Only, as she prepared to call him, it didn’t feel better.
“This isn’t late,” was how he answered the phone.
“I meant it would be much later than right then. We were in a public place. I don’t think that there is a place in the hospital where we’re both permitted where we can’t be overheard. Well, I can’t be overheard now. Is anyone listening at your end?”
“Only the NSA.” Damn! He was right. Any phone conversation could be overheard. Well, those guys were looking for something else. Then, too, there were commercial phone-sex sites. If they listened in for their jollies, they would listen in there. Well, here goes nothing.
“I really loved going dancing with you,” she said. “I enjoyed what we did afterwards, too. With my schedule, though, I don’t think I should do both in the same night again. You’ll have to choose.”
“Isn’t it your choice, too?” He wasn’t going to get her to say that. She had enjoyed sex with him, but she was never going to ask for it.
“No,” she said. “The man invites the woman. The woman chooses whether to say yes or no.”
“Is it terribly selfish of me, then, to say that I’m inviting you to repeat what we did after the dance?”
“I’d have been seriously insulted if you hadn’t.”
“I’m assuming that tomorrow night isn’t possible,” he said.
“Correctly.”
“Then, Dr. Thibault, might I have the pleasure of your company for dinner three days from tonight, beginning a few minutes after six?”

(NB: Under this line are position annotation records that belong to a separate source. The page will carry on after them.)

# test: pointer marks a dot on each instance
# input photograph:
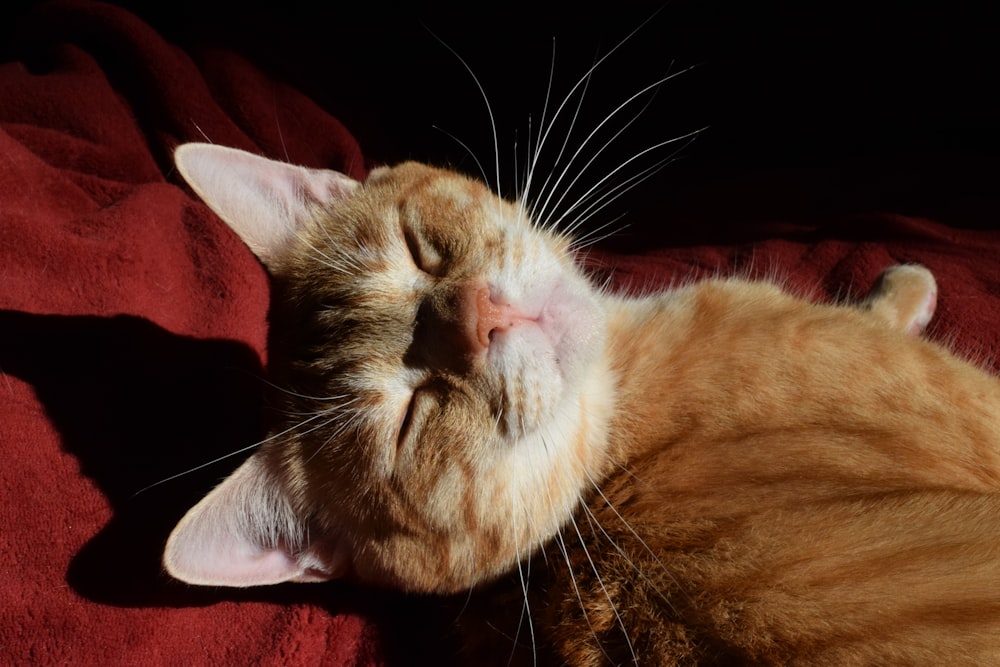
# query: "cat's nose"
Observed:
(484, 316)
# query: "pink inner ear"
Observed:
(220, 542)
(265, 201)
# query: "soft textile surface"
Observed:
(132, 330)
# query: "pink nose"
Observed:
(483, 316)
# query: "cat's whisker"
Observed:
(598, 198)
(489, 111)
(552, 201)
(567, 135)
(583, 82)
(237, 452)
(604, 590)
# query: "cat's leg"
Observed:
(905, 297)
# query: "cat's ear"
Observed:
(245, 533)
(264, 201)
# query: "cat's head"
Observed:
(443, 392)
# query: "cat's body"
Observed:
(720, 473)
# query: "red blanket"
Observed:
(132, 330)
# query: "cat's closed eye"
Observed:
(424, 256)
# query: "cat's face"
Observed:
(443, 385)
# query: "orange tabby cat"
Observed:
(721, 473)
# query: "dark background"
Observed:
(811, 108)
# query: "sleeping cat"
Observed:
(721, 473)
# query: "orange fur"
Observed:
(719, 474)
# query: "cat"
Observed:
(718, 473)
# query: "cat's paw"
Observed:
(905, 297)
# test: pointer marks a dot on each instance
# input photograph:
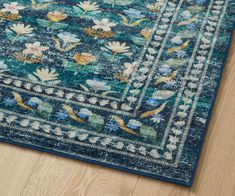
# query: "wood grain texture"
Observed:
(26, 172)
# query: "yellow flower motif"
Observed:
(88, 6)
(44, 74)
(35, 49)
(84, 58)
(117, 47)
(56, 16)
(146, 33)
(21, 29)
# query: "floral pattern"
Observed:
(119, 79)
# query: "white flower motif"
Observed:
(88, 6)
(21, 29)
(186, 14)
(44, 74)
(68, 37)
(117, 47)
(98, 85)
(134, 123)
(129, 68)
(176, 40)
(13, 7)
(35, 49)
(86, 112)
(103, 24)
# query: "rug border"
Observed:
(205, 130)
(154, 176)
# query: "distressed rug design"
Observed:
(128, 84)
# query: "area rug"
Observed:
(128, 84)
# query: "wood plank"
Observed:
(216, 172)
(59, 176)
(97, 180)
(50, 176)
(16, 166)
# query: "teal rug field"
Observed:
(128, 84)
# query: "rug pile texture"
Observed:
(128, 84)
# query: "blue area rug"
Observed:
(128, 84)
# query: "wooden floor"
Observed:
(27, 172)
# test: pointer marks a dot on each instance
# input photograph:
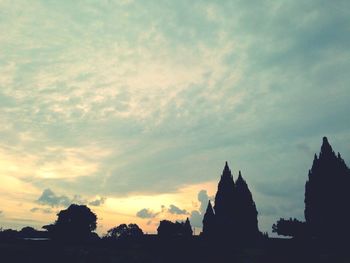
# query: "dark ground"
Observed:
(153, 250)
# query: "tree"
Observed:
(75, 223)
(123, 232)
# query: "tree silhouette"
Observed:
(327, 207)
(123, 231)
(75, 223)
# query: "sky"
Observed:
(133, 107)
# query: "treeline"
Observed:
(234, 215)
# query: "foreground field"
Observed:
(158, 251)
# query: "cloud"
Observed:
(146, 213)
(42, 210)
(177, 211)
(196, 219)
(98, 202)
(48, 197)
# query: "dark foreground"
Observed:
(273, 250)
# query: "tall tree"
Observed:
(75, 223)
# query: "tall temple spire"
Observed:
(327, 195)
(224, 198)
(209, 221)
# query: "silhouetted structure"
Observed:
(246, 217)
(209, 221)
(327, 195)
(224, 204)
(123, 232)
(234, 216)
(169, 229)
(75, 223)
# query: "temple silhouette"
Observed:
(327, 196)
(327, 202)
(234, 216)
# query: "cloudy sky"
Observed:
(133, 107)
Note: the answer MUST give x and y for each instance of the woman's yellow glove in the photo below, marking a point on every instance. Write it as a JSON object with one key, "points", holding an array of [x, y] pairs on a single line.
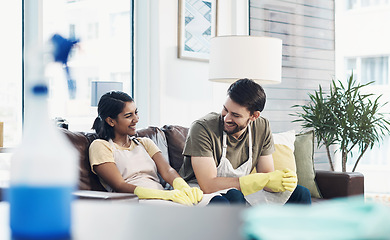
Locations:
{"points": [[173, 195], [194, 193], [290, 180]]}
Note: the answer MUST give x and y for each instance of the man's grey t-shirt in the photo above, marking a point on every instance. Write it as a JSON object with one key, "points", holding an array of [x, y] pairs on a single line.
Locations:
{"points": [[205, 140]]}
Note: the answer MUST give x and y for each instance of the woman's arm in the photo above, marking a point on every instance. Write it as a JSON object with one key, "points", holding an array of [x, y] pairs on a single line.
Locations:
{"points": [[166, 171], [111, 175]]}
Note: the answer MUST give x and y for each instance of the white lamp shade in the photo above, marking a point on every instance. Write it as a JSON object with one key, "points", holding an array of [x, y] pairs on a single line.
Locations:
{"points": [[253, 57]]}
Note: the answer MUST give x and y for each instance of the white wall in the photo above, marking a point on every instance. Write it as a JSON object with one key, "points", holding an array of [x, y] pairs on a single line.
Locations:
{"points": [[170, 90], [361, 32]]}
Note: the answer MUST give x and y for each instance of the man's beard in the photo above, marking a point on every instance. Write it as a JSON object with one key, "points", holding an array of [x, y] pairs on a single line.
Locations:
{"points": [[236, 129]]}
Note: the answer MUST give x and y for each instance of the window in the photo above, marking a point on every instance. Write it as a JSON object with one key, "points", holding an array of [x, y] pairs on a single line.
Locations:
{"points": [[375, 69], [104, 54], [354, 4], [368, 69]]}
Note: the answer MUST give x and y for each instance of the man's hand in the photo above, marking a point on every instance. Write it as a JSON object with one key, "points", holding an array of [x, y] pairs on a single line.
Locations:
{"points": [[194, 193]]}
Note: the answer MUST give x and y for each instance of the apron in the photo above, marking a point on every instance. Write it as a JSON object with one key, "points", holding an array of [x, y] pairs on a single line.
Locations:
{"points": [[225, 169], [135, 166]]}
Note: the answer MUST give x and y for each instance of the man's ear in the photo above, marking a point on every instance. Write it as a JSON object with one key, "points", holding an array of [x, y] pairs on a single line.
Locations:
{"points": [[110, 121], [255, 115]]}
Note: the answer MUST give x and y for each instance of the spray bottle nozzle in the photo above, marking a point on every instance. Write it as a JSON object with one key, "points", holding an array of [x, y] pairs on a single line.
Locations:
{"points": [[62, 47]]}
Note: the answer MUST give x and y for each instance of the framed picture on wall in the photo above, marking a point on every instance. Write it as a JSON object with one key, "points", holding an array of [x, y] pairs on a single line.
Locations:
{"points": [[197, 25]]}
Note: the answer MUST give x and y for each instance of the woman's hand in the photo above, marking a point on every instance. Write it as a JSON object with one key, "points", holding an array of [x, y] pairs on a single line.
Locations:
{"points": [[173, 195]]}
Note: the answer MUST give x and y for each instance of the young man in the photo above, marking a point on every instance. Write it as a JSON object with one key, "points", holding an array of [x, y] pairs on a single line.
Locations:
{"points": [[222, 149]]}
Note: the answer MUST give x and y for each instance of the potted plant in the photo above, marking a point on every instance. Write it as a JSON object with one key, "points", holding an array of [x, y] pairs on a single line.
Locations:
{"points": [[345, 118]]}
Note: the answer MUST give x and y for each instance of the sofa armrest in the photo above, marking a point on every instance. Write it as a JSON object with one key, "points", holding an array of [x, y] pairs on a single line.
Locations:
{"points": [[339, 184]]}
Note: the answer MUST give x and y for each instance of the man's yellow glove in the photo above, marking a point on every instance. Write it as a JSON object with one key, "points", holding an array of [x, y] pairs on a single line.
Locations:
{"points": [[194, 193], [290, 180], [277, 181], [173, 195]]}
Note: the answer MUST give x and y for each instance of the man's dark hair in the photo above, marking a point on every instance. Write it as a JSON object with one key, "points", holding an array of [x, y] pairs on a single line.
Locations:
{"points": [[247, 93]]}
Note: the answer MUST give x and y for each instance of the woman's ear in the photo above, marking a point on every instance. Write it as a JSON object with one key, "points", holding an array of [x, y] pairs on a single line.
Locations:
{"points": [[255, 115], [110, 121]]}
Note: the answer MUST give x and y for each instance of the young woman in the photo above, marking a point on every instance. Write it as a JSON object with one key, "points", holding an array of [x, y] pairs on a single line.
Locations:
{"points": [[128, 164]]}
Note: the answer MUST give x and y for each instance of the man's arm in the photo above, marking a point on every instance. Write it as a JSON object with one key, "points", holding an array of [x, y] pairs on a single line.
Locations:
{"points": [[265, 164], [206, 174]]}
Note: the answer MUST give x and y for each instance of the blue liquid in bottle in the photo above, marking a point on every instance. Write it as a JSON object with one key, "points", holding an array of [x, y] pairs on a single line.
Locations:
{"points": [[40, 212]]}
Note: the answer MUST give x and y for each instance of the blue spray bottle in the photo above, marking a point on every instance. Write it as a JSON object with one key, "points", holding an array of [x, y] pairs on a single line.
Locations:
{"points": [[44, 170]]}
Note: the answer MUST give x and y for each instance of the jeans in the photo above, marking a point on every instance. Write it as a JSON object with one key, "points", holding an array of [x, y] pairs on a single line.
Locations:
{"points": [[301, 195], [233, 196]]}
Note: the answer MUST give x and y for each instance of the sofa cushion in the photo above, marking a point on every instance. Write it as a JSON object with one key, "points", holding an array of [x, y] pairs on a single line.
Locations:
{"points": [[176, 138], [304, 152], [284, 150], [81, 141]]}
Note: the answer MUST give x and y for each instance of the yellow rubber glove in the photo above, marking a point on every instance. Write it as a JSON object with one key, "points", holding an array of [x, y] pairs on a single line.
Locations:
{"points": [[289, 180], [275, 182], [253, 182], [281, 181], [173, 195], [194, 193]]}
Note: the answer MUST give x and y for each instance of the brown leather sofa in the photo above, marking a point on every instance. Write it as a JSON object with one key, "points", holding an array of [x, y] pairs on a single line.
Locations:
{"points": [[171, 138]]}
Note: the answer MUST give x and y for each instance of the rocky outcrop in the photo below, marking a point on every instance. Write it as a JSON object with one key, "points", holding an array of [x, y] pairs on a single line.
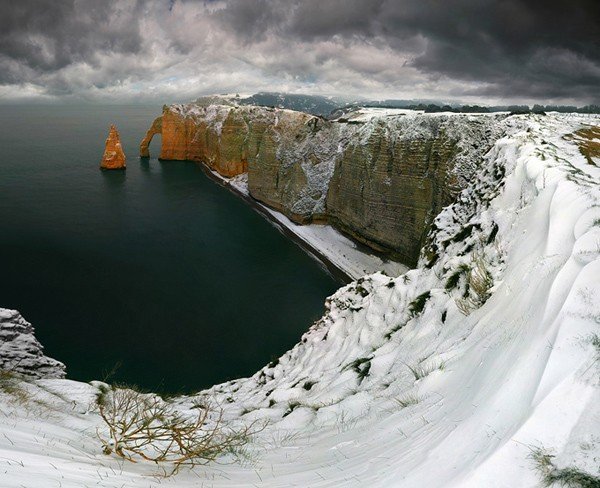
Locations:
{"points": [[113, 157], [155, 128], [398, 173], [20, 352], [379, 176]]}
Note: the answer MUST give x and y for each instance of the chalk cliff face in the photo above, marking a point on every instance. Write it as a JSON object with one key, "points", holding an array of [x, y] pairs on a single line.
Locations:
{"points": [[113, 157], [379, 176]]}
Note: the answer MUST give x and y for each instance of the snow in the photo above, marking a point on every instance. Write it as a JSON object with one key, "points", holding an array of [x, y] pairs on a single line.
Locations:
{"points": [[518, 373], [342, 252]]}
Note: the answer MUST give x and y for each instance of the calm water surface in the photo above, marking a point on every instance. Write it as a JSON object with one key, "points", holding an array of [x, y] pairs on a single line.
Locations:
{"points": [[156, 273]]}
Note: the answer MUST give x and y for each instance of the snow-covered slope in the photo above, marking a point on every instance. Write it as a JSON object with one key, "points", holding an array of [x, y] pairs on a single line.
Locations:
{"points": [[449, 375]]}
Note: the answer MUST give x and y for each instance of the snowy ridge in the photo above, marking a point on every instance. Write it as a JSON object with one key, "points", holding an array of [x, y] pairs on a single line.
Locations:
{"points": [[394, 385]]}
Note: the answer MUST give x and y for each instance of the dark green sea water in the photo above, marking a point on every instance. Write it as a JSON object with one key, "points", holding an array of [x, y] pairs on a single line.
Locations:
{"points": [[157, 269]]}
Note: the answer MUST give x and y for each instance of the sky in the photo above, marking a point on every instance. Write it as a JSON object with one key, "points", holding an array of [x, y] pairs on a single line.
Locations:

“I think,” she said, “that we should begin at seven o’clock at the usual place.”
“Your choice.”
“Then, if you’ll excuse me, I’ll end this. I seem to have a great sleep deficit tonight.” She clicked end. Maybe because of the sleep deficit, maybe because she was still mellow from the previous night, she dropped instantly into a deep sleep. It was interrupted once, but she could handle that over the phone.
The next day was neither heaven nor hell as hospital-residency days go. She got home and hung up her dress. She had enough clean clothes that the laundry was in the far future -- defined as some time in the next week. The next time that she would be in the apartment, she would be going on a date with Eric. They had both said that this would end in his house. The statements were clear enough that she understood it, he understood it, and -- probably -- the NSA operative understood it, too. She should be prepared. She packed a full outfit for the hospital -- pantsuit, underwear, her second pair of white shoes. She tossed in some spares of clean underwear, a nightgown, and a robe. This wouldn’t be her only visit. She didn’t mention any of this to Eric on her call. Then she got some much-needed sleep.